Perceptual foreign accent and its relevance for simultaneous interpreting  

Robert McAllister

In Languang Processing and Simultaneous Interpreting (Hyltenstam, K & Englund-Dimitrova, B., eds.). Amsterdam: John Benjamin, 2000: 45-63.


The study of simultaneous interpreting presents a formidable challenge to the linguist and psychologist alike. Psycholinguistic models meant to shed light on the complexity of the process in question have been developed and refined by several scholars (Gerver, 1976, Moser, 1978, Levelt, 1989, de Boot, 1995). This paper is a discussion of one of the processes included in these current views of simultaneous interpretation, namely the decoding process usually referred to as "speech perception". This process involves the reception of speech sounds and their decoding into linguistic units.
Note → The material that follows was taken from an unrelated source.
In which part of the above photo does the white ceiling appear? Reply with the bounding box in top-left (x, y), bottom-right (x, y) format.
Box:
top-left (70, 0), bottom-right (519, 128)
The discussion here is based on experimental research concerned with the perceptual performance of second language (L2) users during the perception of L2 speech.

The question immediately arises as to what extent simultaneous interpreters are similar to second language users with respect to speech perception and, consequently, whether or not evidence from the L2 users in the study presented here is of interest in the context of simultaneous interpretation. This question ultimately revolves around the issue of the definitions of "second language", "bilingualism" and how degree of mastery of a language can be assessed. The discussion of these admittedly important issues is, however, beyond the pale of this paper. We will assume that there are professionals in the field of simultaneous interpreting whose mastery of a language is similar enough to that of second language users to make this discussion relevant to the theme of this symposium.